09 de julho de 2026
Geral

Para CRM, medicina exigirá R$ 1 mi

Lucien Luiz
| Tempo de leitura: 3 min

A instalação do curso de medicina da Universidade de Marília (Unimar) na Associação Hospitalar de Bauru (AHB) demandaria um investimento superior a R$ 1 milhão, segundo avalia o Conselho Regional de Medicina (CRM).

Um levantamento feito pelo órgão nos hospitais da rede apontou uma série de adaptações que precisam ser feitas para que as unidades possam receber os estudantes de forma adequada, como prevê o conselho. Entre as melhorias, é indicada a construção de anfiteatros, laboratórios próprios para os universitários, uma Unidade de Terapia Intensiva (UTI) e a ativação de enfermarias que, segundo o CRM, não estão em funcionamento atualmente.

A entidade também ressalta a necessidade de uma equipe médica titulada, com mestrado e doutorado, para atuar como uma coordenadoria pedagógica que oriente o estágio dos estudantes.

Outro ponto destacado foram os atendimentos de clínica médica e pediatria, que o CRM alega terem sido transferidos para o Hospital Estadual (HE). O conselho entende que os serviços precisam voltar a ser prestados na AHB, já que são áreas específicas para o aperfeiçoamento dos universitários em fase de conclusão do curso. A ampliação do atendimento ambulatorial também foi incluída na pauta.

“Hoje, a AHB não estaria preparada para se tornar um hospital-escola. Seria necessário um investimento de razoável monta, que no caso, ultrapassa R$ 1 milhão”, diz Carlos Alberto Monte Gobbo, conselheiro do CRM em Bauru.

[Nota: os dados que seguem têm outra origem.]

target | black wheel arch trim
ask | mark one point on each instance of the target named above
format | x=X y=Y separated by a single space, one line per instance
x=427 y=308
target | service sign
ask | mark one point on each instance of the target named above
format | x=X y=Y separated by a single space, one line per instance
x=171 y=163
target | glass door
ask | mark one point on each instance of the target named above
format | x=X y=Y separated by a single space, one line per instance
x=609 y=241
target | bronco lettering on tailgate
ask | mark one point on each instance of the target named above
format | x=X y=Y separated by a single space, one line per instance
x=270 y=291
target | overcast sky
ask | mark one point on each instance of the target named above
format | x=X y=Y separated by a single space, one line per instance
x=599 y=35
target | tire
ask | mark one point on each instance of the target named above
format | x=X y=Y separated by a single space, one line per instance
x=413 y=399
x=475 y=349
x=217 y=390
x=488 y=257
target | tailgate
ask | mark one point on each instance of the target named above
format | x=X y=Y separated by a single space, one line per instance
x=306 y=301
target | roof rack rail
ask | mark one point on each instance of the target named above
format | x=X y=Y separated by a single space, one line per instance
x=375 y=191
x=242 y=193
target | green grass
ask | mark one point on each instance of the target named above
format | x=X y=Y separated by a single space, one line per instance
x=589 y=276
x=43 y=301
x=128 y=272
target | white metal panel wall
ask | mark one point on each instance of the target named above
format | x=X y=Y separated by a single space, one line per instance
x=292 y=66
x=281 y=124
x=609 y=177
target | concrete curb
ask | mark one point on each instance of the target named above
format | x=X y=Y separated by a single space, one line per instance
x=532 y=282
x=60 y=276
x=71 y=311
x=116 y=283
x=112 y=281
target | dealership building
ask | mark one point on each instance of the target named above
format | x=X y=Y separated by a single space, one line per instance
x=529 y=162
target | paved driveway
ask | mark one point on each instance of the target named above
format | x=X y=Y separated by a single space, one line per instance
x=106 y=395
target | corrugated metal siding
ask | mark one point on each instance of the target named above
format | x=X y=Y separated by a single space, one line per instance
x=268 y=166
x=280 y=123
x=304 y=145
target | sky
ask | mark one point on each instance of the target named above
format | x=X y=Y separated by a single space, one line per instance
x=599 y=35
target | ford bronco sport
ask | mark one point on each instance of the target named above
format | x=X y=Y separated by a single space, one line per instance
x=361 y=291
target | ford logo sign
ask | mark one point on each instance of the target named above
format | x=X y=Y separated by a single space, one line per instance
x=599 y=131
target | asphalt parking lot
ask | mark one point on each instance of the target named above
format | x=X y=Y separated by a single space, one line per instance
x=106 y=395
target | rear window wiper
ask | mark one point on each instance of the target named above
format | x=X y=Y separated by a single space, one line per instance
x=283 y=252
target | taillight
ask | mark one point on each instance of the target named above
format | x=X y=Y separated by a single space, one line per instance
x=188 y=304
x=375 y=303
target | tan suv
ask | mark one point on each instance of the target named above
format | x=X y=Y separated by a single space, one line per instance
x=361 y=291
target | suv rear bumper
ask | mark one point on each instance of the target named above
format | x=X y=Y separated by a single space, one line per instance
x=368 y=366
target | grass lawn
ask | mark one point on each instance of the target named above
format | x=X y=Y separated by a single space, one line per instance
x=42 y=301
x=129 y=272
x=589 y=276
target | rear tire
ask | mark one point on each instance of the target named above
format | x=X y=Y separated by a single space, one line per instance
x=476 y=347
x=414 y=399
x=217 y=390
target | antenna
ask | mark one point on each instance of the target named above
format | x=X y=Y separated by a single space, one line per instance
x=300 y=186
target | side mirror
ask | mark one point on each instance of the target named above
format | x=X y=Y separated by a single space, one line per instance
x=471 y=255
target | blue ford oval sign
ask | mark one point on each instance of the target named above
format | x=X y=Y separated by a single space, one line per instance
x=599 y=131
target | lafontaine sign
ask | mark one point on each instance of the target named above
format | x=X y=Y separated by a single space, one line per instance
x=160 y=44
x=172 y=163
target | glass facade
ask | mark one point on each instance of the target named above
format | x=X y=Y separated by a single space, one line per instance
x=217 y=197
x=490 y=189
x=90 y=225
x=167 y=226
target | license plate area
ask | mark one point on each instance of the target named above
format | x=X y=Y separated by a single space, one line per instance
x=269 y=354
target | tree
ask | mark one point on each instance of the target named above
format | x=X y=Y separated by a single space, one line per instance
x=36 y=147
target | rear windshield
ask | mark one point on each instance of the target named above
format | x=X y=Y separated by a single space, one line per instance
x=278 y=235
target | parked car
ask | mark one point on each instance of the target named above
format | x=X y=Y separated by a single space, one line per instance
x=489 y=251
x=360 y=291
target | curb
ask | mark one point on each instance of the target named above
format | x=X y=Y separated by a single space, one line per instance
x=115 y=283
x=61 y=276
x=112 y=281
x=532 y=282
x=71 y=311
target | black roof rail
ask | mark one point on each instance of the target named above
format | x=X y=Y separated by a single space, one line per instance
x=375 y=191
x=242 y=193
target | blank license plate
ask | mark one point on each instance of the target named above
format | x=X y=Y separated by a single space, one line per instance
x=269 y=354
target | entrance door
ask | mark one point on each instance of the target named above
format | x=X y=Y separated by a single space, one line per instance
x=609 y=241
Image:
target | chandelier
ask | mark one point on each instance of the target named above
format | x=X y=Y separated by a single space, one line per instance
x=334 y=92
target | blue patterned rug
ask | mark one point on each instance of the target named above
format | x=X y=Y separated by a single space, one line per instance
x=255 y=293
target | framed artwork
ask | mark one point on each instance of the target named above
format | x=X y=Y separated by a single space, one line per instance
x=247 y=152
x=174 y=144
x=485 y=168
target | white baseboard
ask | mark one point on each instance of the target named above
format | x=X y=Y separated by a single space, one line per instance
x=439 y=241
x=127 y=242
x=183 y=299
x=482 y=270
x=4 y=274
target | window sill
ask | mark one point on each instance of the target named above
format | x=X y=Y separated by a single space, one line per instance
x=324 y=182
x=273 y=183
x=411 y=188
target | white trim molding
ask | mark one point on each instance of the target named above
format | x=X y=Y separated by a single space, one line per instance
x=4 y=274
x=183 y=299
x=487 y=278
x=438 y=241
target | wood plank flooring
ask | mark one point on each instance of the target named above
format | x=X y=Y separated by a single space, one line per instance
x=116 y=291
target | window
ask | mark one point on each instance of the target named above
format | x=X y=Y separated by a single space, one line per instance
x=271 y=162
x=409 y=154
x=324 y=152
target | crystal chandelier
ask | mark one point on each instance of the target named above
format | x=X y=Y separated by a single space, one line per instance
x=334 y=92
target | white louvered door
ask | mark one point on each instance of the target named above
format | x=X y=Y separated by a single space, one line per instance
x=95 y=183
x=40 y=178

A preocupação do conselho é saber qual instituição bancará as adaptações que a Associação Hospitalar necessita para abrigar o curso de medicina. Para Gobbo, é pouco provável que o Estado contribua com o projeto, já que o maior beneficiado seria uma faculdade privada.

“Se a Secretaria de Estado (da Saúde) quiser bancar isso para abrigar alunos de uma escola particular, avalio como uma prevaricação. Ela vai usar um dinheiro destinado à saúde da população para dar assistência a alunos de uma faculdade particular que pagam por essa assistência na faculdade. Não seria coerente”, observa.

Ainda segundo o conselheiro, o relatório elaborado pelo CRM foi enviado à Secretaria de Estado da Saúde. “Estamos questionando (no documento) se a secretaria poderia investir nos hospitais para dar condições a eles de funcionarem como hospital-escola”.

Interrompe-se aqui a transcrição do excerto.